One other aspect to this is the question of whether others are striving for the same kinds of things I aspire to. If generally they are not, then it may be perfectly logical that they have none of the same problems I do. I assume people are on my page. I strongly wish that they are. It’s painful for me to even write that there’s a possibility that they aren’t. I despise being different, separate, and in the end isolated. I cannot believe the way people take all these human differences and/or commonalities in stride. I freeze up when I become aware of these things. And I freeze up if I try not to be aware. Maybe the only thing I can attempt to do is take my inability to take things in stride, in stride. That’s only once removed from other people, right? Not too bad.

originally published on 9/3/08

Why, oh why

The cello is a way for me to exhibit me, both to my own eyes and to others. I’m equally unpredictable musically as in real life. I am now surmising that most everything is equivalent. I was not trained to think that. But that doesn’t make it irrelevant.
When I play the cello I am thinking about and feeling the same series of ideas and sensations as in regular life. Why shouldn’t I be? Any energy I am exerting to heal myself is just as easily directed to music-making. And anything misdirected in real life also falls short on the cello. I have always suspected that but I have never received solid confirmation from outside myself, so I couldn’t take it seriously due to my difficulty individuating myself from others. Are some things the problem and the solution simultaneously? I can’t individuate, but I must.

The important aspect of this is how I apply this learning theory to my music. I need to be sensitive to how my feelings reflect in my performance. It’s all in there if I listen for it. If I am feeling unfulfilled, for instance, I will create music in a stifled way. But it’s not even that simple. Because like life, the music is in flux. The emotional journey and processes are more reflective than a momentary mood swing. It is trickier and subtler than what I might consider my surface state of mind.

originally published on 12/19/06

Of Dove

I practiced last week. I wanted to do some honing after hearing pristine violin playing the other week. It works, funnily enough, that practicing stuff. But I find it also carries with it a risk factor in orchestra, that being over-fatigue. But now I see that that is only in the short term. Over a few weeks as of yet, it is becoming easier to play. I tactily know where I’m headed on the instrument, and I’m mentally less second-guessy and trepidatious. But this typing is a killer.

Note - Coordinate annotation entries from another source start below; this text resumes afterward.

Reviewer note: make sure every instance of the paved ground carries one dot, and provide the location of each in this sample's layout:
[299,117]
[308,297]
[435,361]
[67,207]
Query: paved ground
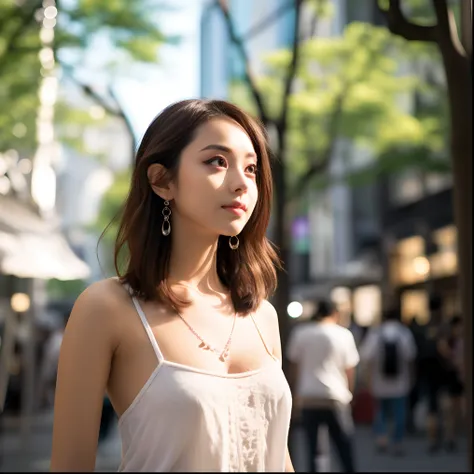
[15,458]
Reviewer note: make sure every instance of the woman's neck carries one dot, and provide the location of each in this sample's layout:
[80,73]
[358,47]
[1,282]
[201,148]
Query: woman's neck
[194,259]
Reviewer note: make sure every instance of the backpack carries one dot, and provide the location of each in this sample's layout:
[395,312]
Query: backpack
[390,358]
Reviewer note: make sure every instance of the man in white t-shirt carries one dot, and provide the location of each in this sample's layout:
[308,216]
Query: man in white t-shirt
[324,357]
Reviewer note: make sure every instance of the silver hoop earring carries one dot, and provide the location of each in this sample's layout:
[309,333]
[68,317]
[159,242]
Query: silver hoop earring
[235,245]
[166,227]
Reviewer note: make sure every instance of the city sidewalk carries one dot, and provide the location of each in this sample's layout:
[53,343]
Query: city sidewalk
[416,459]
[36,457]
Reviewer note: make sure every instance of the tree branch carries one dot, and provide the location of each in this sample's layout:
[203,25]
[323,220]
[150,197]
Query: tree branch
[115,112]
[399,25]
[295,49]
[26,19]
[448,33]
[239,44]
[322,165]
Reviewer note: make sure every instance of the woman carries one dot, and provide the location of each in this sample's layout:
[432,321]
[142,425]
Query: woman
[183,342]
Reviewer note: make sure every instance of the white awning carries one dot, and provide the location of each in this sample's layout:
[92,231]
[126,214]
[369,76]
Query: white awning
[30,247]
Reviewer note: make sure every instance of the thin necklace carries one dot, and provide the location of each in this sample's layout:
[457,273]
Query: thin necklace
[204,345]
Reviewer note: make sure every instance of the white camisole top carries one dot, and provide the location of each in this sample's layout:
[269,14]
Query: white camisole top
[186,419]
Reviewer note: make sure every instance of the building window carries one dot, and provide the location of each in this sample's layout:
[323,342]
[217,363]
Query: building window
[415,305]
[367,305]
[409,264]
[445,261]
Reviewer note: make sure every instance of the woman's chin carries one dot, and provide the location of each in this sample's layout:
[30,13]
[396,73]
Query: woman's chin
[230,231]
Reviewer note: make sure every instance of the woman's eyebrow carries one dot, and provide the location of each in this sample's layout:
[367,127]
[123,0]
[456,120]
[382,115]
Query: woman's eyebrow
[225,149]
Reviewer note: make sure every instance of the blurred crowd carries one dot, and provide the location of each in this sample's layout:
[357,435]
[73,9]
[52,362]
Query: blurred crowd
[402,378]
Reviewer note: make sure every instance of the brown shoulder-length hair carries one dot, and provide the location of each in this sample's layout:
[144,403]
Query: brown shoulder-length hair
[248,272]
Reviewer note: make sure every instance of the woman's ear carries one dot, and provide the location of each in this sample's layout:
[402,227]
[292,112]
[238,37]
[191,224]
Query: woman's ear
[159,180]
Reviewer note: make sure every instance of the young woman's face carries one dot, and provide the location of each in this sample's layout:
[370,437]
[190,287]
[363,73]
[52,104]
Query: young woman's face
[216,186]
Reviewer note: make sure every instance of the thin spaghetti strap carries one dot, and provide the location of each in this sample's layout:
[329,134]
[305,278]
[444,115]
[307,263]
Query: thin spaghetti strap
[262,338]
[146,325]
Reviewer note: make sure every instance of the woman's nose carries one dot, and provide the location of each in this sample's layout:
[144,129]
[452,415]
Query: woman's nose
[238,181]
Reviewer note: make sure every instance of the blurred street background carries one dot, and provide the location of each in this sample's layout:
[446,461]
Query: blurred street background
[368,108]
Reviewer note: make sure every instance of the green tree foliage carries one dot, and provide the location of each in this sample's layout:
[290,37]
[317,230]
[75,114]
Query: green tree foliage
[129,27]
[363,87]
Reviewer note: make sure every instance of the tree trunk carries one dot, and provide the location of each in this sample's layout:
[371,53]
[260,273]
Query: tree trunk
[459,79]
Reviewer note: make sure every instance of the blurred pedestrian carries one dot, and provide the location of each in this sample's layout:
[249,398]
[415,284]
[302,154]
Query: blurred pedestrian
[184,342]
[450,346]
[324,357]
[49,363]
[432,370]
[389,352]
[418,390]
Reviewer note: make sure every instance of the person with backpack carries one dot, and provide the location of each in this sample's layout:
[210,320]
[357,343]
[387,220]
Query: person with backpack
[389,353]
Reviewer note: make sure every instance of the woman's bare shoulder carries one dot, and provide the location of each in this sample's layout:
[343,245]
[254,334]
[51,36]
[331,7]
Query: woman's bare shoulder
[100,305]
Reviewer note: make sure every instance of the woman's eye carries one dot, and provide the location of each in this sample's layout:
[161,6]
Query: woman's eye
[217,161]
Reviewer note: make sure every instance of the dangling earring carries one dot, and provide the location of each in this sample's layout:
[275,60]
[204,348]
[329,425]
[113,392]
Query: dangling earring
[166,227]
[234,246]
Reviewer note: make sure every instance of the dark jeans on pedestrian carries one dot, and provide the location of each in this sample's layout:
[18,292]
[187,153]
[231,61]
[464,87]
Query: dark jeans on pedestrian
[338,419]
[394,407]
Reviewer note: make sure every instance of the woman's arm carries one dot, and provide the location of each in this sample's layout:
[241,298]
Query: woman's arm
[84,364]
[274,331]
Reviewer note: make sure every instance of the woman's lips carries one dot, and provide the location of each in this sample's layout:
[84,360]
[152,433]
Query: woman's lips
[237,211]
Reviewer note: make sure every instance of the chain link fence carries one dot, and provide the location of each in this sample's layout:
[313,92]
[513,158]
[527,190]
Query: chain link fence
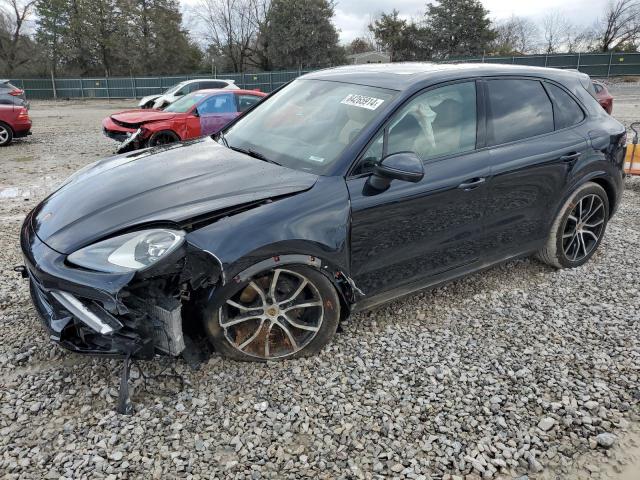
[137,87]
[594,64]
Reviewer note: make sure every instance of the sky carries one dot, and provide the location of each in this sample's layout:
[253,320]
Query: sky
[353,16]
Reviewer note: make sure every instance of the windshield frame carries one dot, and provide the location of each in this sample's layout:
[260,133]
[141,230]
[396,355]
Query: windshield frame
[342,163]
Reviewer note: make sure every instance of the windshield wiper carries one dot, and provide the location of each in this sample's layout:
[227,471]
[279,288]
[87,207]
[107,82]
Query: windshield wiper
[252,153]
[221,136]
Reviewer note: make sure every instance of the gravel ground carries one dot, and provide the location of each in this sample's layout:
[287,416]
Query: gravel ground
[518,372]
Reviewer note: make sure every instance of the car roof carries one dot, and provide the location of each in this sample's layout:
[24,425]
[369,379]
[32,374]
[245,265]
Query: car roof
[237,91]
[207,80]
[403,76]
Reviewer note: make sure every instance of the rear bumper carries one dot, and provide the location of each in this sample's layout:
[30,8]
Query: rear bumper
[22,133]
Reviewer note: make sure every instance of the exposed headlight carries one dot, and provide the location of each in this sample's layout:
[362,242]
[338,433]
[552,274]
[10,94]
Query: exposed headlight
[130,252]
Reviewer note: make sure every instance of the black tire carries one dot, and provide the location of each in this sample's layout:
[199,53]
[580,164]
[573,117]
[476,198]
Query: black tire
[567,249]
[219,335]
[163,137]
[6,134]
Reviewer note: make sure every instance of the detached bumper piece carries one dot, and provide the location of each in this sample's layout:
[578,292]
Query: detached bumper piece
[84,326]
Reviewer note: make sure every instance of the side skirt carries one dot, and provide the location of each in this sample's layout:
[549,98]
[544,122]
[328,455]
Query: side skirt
[430,283]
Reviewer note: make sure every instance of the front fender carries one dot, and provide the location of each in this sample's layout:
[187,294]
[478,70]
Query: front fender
[314,223]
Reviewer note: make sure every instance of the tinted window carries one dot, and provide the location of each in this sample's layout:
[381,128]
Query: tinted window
[218,104]
[7,86]
[566,111]
[245,102]
[518,109]
[439,122]
[193,87]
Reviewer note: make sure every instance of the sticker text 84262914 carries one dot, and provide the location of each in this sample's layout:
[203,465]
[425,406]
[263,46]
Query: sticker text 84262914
[362,101]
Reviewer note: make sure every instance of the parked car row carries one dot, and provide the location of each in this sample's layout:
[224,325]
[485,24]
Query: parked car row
[14,113]
[173,93]
[194,115]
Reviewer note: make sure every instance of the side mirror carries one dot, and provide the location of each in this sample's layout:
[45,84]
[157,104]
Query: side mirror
[405,166]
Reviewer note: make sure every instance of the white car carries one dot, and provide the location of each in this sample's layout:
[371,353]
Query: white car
[177,91]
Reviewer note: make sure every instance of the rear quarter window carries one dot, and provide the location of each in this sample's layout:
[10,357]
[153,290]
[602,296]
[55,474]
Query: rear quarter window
[566,112]
[518,109]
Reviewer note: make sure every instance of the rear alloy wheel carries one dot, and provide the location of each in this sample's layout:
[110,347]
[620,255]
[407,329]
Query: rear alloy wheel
[6,134]
[578,229]
[163,137]
[285,312]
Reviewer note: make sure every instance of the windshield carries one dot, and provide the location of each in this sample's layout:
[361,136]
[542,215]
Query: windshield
[308,124]
[184,104]
[173,89]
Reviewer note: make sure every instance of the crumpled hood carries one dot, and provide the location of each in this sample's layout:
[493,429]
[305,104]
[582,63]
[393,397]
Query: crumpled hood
[143,116]
[177,183]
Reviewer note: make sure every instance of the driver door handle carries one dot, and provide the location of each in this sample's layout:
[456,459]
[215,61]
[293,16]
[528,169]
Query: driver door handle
[472,184]
[571,157]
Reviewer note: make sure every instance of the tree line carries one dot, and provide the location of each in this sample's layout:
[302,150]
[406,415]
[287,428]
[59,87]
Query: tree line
[460,28]
[151,37]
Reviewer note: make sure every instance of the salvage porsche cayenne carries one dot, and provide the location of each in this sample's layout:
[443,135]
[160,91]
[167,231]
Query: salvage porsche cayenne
[346,188]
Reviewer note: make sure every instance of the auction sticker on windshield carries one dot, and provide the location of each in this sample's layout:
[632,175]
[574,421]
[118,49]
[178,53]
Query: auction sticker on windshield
[370,103]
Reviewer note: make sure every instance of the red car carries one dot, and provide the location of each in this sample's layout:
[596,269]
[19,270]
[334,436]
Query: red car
[604,97]
[197,114]
[14,123]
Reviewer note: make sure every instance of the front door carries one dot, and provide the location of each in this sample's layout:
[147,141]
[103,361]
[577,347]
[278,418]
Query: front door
[216,111]
[413,231]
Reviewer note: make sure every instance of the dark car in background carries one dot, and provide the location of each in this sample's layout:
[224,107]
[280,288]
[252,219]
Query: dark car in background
[605,99]
[197,114]
[345,189]
[12,95]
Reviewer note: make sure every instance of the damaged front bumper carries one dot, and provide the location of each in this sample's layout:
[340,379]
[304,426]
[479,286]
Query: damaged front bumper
[116,315]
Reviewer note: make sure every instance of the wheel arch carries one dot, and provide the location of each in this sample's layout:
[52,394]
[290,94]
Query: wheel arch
[348,292]
[609,189]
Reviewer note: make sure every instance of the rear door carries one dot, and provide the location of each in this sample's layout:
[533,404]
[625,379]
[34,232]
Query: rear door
[216,111]
[533,147]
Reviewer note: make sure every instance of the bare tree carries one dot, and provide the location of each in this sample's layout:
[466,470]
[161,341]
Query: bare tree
[620,24]
[232,28]
[516,35]
[13,17]
[578,39]
[554,28]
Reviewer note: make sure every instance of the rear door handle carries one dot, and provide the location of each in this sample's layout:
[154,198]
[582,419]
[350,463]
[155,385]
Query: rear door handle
[472,184]
[571,157]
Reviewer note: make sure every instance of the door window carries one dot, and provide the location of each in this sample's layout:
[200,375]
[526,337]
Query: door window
[566,112]
[439,122]
[245,102]
[518,109]
[218,104]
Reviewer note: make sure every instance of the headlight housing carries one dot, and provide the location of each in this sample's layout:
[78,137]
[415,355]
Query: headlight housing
[129,252]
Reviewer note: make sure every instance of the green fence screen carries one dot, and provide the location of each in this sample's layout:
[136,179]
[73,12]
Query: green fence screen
[594,64]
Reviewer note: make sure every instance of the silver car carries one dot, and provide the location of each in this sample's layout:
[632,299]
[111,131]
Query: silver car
[177,91]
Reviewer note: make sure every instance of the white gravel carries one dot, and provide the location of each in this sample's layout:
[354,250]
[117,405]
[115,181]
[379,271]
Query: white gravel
[518,372]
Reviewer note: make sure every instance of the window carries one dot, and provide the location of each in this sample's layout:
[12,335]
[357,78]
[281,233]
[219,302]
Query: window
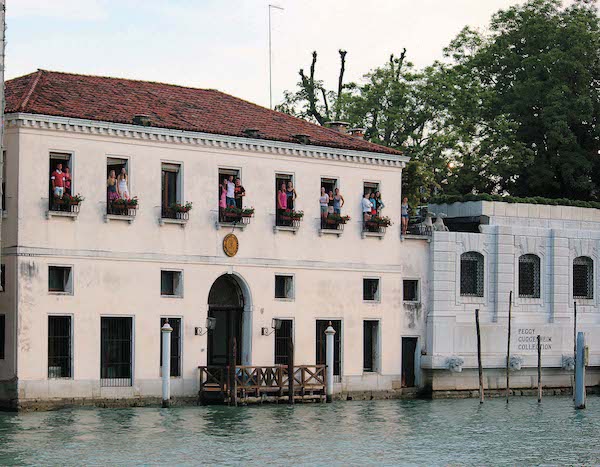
[175,323]
[118,184]
[370,346]
[170,188]
[529,276]
[284,287]
[371,290]
[116,351]
[59,347]
[280,218]
[171,284]
[60,279]
[410,290]
[321,354]
[471,274]
[583,277]
[283,339]
[2,336]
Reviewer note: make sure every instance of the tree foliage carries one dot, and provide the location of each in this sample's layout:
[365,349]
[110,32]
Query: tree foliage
[511,111]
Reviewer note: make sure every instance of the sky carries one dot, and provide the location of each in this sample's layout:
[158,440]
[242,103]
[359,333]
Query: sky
[223,44]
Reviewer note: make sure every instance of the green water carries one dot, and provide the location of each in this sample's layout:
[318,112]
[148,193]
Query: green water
[440,432]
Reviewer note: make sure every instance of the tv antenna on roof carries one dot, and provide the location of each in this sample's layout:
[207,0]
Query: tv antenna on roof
[270,57]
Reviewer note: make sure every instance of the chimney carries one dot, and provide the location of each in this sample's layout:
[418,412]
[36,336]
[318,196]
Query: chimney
[302,139]
[357,132]
[251,132]
[143,120]
[342,127]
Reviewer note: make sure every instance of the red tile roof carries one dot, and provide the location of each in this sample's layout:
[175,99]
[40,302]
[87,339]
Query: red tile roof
[168,106]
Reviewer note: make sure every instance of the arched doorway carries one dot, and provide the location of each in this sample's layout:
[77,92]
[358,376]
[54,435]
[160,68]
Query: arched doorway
[228,304]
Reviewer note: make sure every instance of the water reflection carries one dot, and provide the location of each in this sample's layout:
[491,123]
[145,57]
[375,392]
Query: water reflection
[437,432]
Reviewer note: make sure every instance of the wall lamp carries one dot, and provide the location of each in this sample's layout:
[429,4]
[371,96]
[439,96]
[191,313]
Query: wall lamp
[211,324]
[275,326]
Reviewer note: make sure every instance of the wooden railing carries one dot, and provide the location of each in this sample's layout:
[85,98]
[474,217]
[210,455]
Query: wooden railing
[259,381]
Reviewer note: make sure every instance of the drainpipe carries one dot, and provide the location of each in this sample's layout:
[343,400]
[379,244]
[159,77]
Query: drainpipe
[329,333]
[166,367]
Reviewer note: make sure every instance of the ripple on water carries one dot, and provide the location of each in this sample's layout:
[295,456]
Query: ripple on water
[439,432]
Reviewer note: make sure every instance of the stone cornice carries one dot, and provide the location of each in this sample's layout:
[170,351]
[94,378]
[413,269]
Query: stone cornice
[163,135]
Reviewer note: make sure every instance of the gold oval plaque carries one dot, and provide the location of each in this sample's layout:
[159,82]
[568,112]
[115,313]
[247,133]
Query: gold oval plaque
[230,245]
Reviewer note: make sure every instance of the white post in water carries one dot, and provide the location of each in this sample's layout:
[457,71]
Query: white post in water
[329,333]
[166,357]
[580,372]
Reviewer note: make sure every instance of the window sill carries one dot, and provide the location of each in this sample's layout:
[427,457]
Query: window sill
[282,228]
[379,235]
[330,232]
[166,220]
[230,225]
[50,214]
[118,217]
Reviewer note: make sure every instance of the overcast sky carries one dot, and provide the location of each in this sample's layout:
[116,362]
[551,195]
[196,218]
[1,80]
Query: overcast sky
[223,44]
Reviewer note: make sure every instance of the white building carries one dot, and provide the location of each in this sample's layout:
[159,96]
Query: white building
[87,287]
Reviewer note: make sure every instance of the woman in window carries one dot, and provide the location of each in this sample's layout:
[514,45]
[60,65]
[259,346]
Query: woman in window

originally published on 3/2/07

Lars

I’ve been trying to lighten up – with my left hand, that is. I listen to Itzhak Perlman and watch his videos, and there is such a relaxed, easy approach he takes. I don’t see the lack of effort doing him any harm, certainly, and it is probably quite beneficial. When I loosen up my vise grip it doesn’t always give me the sound that I am striving for. I believe that once I get used to this freer, gentler sound, it won’t bother me anymore. It also seems that by concentrating on my left arm, there is a spiraling effect to the rest of my body, and my mind, too. It’s almost as if I have made one spot the focal point for all of the tension simmering within me, and if I let that go, everything else falls away, too, like a domino effect.